Sculptures of the Alien type are mostly inspired by the work of Constantine Brancusi. Although they never visited territories of the western imperialists, most of the Czechoslovakian sculptors could see his works in his native Bulgaria. The first and the best Czech intimate “aliens” come from Eva Kmetova. They are “Fetus” from 1964, “Seed” from 1966, and famous “Human Egg” from 1968. In 1975 she had a realization in architecture in the atrium of the International Union of Students building in Prague “5 eggs” made of marble and bronze. Among the main breeding grounds of “aliens” for the public areas count the studios of Frabtišek Pacík, Jaroslav Vacek and Milan Vácha. “Herons” – it´s unbelievable how popular the sculptures of water birds were, artfully combined with little pools, fountains and water reservoirs. Roots of this obsession date back to 1958, when a minimalistic sculpture Bird was created by Vincenc Vingler for the successful Czechoslovakian pavilion on the exhibition in Brussels. Later on this artist used the motif of water bird combined with the fountain for the architecture of different housing estates and inspired many other artists like for example František Packa or Luboš Moravec. Preference for animal motifs and first of all the elegant shapes of water birds in Art Noveau style was obviously caused not only by fascination by animal morphology. It was also a way how to fulfill the condition of social realism in front of the approval committee as well as avoid the human figure, that didn’t allow them to avoid the motifs of its time. It is sad that herons, so common until recently, end up in the precious metals collection centers, also because of the Prague City Hall’s lack of interest. For their subtle construction they’re very easy to be stolen. Flamingos even stand only on one leg.
Patrimony
Current brutal handling of and disregard for sculptures for public areas from recent times of the Normalization, in spite of their unquestionable quality, has forced our group to systematic documentation and popularization of the sculptures. We hope to change the public attitude to these monuments of culture and to prevent hereby the vandalism. It’s a shame that these sculptures suffer not only from usual vandalism like spraying, destruction or stealing but also from the wrong revitalization by builders, who often remove them instead of maintenance. It’s a bad habit that in order to humanize our panel housing estates architects use rather belabored handrails, ice-cream color facades or imitation of gable roof instead of renovation of fountains and sculptures.

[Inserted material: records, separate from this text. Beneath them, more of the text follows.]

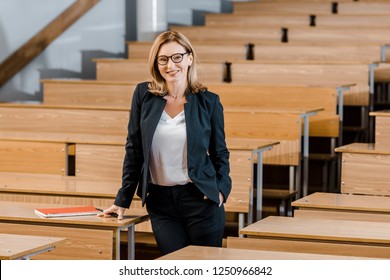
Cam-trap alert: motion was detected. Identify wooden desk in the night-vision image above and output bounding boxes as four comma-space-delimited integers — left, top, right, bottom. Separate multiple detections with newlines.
292, 192, 390, 222
335, 143, 390, 196
0, 234, 65, 260
158, 246, 376, 260
226, 137, 279, 223
240, 216, 390, 248
224, 106, 324, 197
0, 201, 148, 259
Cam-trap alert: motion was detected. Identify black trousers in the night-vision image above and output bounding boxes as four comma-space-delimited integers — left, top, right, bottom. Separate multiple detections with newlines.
146, 183, 225, 255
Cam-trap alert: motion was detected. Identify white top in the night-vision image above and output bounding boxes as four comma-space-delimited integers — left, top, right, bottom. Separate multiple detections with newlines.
149, 110, 191, 186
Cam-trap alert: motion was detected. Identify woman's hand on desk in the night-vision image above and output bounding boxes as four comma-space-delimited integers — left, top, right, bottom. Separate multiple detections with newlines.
98, 204, 126, 220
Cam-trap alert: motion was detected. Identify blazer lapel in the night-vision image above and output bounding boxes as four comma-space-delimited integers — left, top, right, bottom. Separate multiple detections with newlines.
184, 93, 198, 151
141, 96, 166, 159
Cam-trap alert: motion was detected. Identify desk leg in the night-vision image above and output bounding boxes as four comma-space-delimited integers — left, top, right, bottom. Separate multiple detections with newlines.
256, 150, 263, 221
299, 116, 309, 197
127, 225, 135, 260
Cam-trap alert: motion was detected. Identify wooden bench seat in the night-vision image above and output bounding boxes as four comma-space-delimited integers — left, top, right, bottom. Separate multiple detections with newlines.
96, 59, 370, 106
226, 236, 390, 259
0, 138, 67, 175
41, 79, 136, 110
240, 216, 390, 252
336, 143, 390, 196
170, 25, 390, 45
127, 40, 384, 64
158, 245, 378, 260
0, 234, 65, 260
205, 13, 390, 28
233, 1, 390, 15
292, 192, 390, 222
0, 201, 148, 260
0, 104, 129, 136
370, 110, 390, 149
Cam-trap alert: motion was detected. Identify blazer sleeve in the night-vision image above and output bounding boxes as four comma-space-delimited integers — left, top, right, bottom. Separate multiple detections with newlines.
209, 95, 232, 202
114, 85, 143, 208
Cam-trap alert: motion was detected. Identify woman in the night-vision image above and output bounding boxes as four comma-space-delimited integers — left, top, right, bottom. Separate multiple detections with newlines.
101, 31, 231, 254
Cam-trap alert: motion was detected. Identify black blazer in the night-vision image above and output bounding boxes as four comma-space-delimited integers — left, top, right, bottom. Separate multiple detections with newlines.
115, 82, 232, 208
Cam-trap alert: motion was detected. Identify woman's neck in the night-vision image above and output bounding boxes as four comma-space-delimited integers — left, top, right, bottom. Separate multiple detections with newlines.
167, 83, 187, 98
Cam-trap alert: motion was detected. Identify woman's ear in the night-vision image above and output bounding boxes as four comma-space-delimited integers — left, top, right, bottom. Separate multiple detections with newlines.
188, 53, 194, 66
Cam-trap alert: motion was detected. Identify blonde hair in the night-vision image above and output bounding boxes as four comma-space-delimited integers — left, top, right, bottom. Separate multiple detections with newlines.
148, 31, 207, 96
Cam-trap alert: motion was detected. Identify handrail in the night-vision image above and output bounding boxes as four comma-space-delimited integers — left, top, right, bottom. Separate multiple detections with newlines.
0, 0, 100, 87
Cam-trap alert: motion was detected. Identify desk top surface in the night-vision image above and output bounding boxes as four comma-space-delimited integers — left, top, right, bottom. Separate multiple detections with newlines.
226, 137, 279, 150
159, 246, 376, 260
291, 192, 390, 214
0, 233, 65, 260
224, 106, 324, 115
0, 172, 120, 199
335, 143, 390, 155
240, 216, 390, 246
0, 201, 148, 229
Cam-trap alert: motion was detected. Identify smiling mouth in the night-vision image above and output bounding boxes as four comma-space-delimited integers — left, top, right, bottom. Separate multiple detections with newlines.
167, 70, 179, 75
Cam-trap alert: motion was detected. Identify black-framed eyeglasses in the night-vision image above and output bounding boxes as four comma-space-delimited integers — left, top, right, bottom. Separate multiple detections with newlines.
157, 52, 188, 65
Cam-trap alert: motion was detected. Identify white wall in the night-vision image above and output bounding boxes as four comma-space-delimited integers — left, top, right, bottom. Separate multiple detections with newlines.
0, 0, 125, 100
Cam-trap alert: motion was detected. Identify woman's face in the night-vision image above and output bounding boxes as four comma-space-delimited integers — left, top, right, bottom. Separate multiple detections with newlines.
157, 42, 193, 83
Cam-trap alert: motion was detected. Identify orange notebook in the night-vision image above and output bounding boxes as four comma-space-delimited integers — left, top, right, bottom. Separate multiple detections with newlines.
35, 206, 101, 218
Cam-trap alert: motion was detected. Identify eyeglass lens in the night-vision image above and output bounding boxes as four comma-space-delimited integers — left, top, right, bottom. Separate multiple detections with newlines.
157, 53, 187, 65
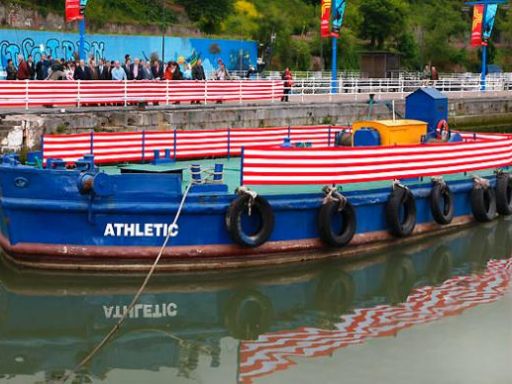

Owners of these sculptures are often unsure and that makes the issue more difficult. It’s mostly municipal property managed by the City Hall, municipality office, City Gallery Prague or private enterprises, which privatized the property including a sculpture. The objects were created and registered only as a part of an architectonic project, that’s why some of them can’t be found in registers at all. Authorities get to know about their existence only when they have to be removed at the request of the citizens – parents because of their emergency conditions.